Aerial View (Part Two)

Our next collection of tracks are from the British Premier League which is essentially the second division of British speedway. I realise that referring to the second tier as "Premier" is a complete contradiction in terms, as the word is defined as "first in status or importance." However in the wonderful world of speedway, most people seem happy to ignore such glaring contradictions!

As far as the tracks go, the sizes and shapes vary significantly (even more so than in the Elite League.) As well as the traditional tracks that sit inside a greyhound track, or around a football pitch, there has been a new generation of purpose built, stand alone tracks such as Newport, Somerset, Scunthorpe & Redcar.

While these tracks are sometimes seen as "a track in a field" as opposed to a conventional stadium, they offer more freedom in terms of track design and of course there is the potential to develop a proper stadium in due course. Somerset & Scunthorpe in particular have established an excellent reputation for the standard of racing they produce. It is interesting to see the shape of the Scunthorpe track, as the two corners are completely different, making for a very unusual circuit.

Track data from the British Speedway Track Directory


  1. wow, never realised the shape of the Scunny circuit, no wonder the racing is always good there. Check how narrow the exit out of the last bend is at Derwent Park! I've seen some nasty looking spills at that very point on the track, the bends at Berwick are almost squared off and no wonder none of my rider friends like racing at Rye House, it's so tiny and obviously has very limited racing lines going by the dark pattern on the track.

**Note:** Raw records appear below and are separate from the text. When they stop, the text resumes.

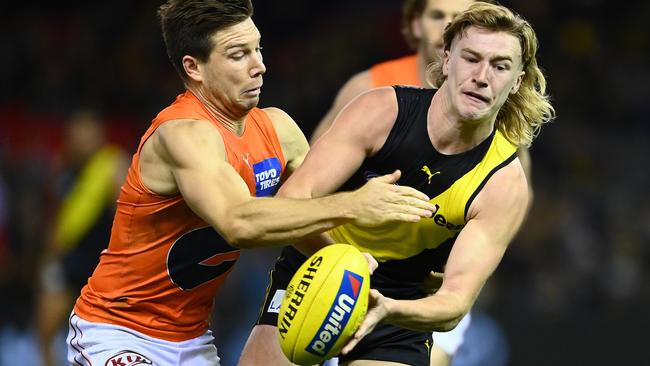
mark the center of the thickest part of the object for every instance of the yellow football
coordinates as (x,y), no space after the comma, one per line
(324,304)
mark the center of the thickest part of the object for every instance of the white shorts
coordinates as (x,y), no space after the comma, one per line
(99,344)
(451,341)
(447,341)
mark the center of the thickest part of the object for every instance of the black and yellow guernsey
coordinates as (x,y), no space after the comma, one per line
(407,252)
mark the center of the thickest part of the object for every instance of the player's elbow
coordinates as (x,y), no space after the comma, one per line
(242,234)
(449,325)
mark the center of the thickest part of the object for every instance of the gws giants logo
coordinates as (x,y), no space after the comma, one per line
(338,315)
(128,358)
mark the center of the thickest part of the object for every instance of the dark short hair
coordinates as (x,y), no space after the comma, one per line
(411,10)
(188,25)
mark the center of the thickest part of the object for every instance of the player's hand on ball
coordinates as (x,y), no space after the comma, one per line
(377,311)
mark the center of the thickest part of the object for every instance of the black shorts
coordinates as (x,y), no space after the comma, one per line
(385,343)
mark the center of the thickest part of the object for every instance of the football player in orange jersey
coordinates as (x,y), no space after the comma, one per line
(197,192)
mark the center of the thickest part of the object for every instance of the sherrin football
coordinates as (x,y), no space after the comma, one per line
(324,304)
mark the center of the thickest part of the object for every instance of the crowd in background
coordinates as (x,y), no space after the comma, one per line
(573,288)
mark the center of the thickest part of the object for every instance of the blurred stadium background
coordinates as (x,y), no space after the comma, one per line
(573,289)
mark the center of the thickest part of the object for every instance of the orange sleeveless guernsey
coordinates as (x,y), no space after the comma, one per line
(401,71)
(164,264)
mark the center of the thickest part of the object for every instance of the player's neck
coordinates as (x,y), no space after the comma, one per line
(232,120)
(423,62)
(448,132)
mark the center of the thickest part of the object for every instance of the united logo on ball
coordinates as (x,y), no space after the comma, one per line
(324,304)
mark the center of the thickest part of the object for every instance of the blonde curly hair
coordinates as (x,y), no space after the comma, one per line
(524,112)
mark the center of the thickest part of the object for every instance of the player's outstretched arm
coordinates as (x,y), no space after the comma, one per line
(193,155)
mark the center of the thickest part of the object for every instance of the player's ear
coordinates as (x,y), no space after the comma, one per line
(445,63)
(192,68)
(517,84)
(416,28)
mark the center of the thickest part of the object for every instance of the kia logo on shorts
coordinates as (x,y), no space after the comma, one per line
(128,358)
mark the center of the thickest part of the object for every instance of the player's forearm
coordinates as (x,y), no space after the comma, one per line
(266,222)
(440,312)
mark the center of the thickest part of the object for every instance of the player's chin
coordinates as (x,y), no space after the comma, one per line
(250,102)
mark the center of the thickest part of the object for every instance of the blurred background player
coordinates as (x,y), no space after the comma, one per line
(86,185)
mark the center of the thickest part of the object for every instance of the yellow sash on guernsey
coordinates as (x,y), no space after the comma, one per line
(403,240)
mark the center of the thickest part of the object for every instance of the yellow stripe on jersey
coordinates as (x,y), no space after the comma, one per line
(403,240)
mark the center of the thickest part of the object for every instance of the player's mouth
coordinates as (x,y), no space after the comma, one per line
(254,91)
(477,97)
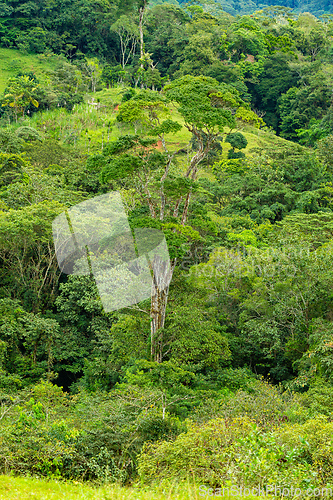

  2. It certainly gives us new insight looking at the tracks from above, compared with our usual terrace level. There are quite a few quirks with some of the tracks where they appear to get narrower in strange places. The first corner at Edinburgh for instance seems narrower than the other corners for no obvious reason.

    I agree with your observations about Rye House. On the one time I went there since it reopened, the racing was very dull as everyone hugged the inside line and it appeared that there was actually an adverse camber. The only overtaking happened when a visiting rider drifted slightly off line.

    Although we all bemoan the lack of dirt on the tracks, I think the Torun GP last night proved once and for all that a speedway track also requires a certain amount of banking to produce good racing.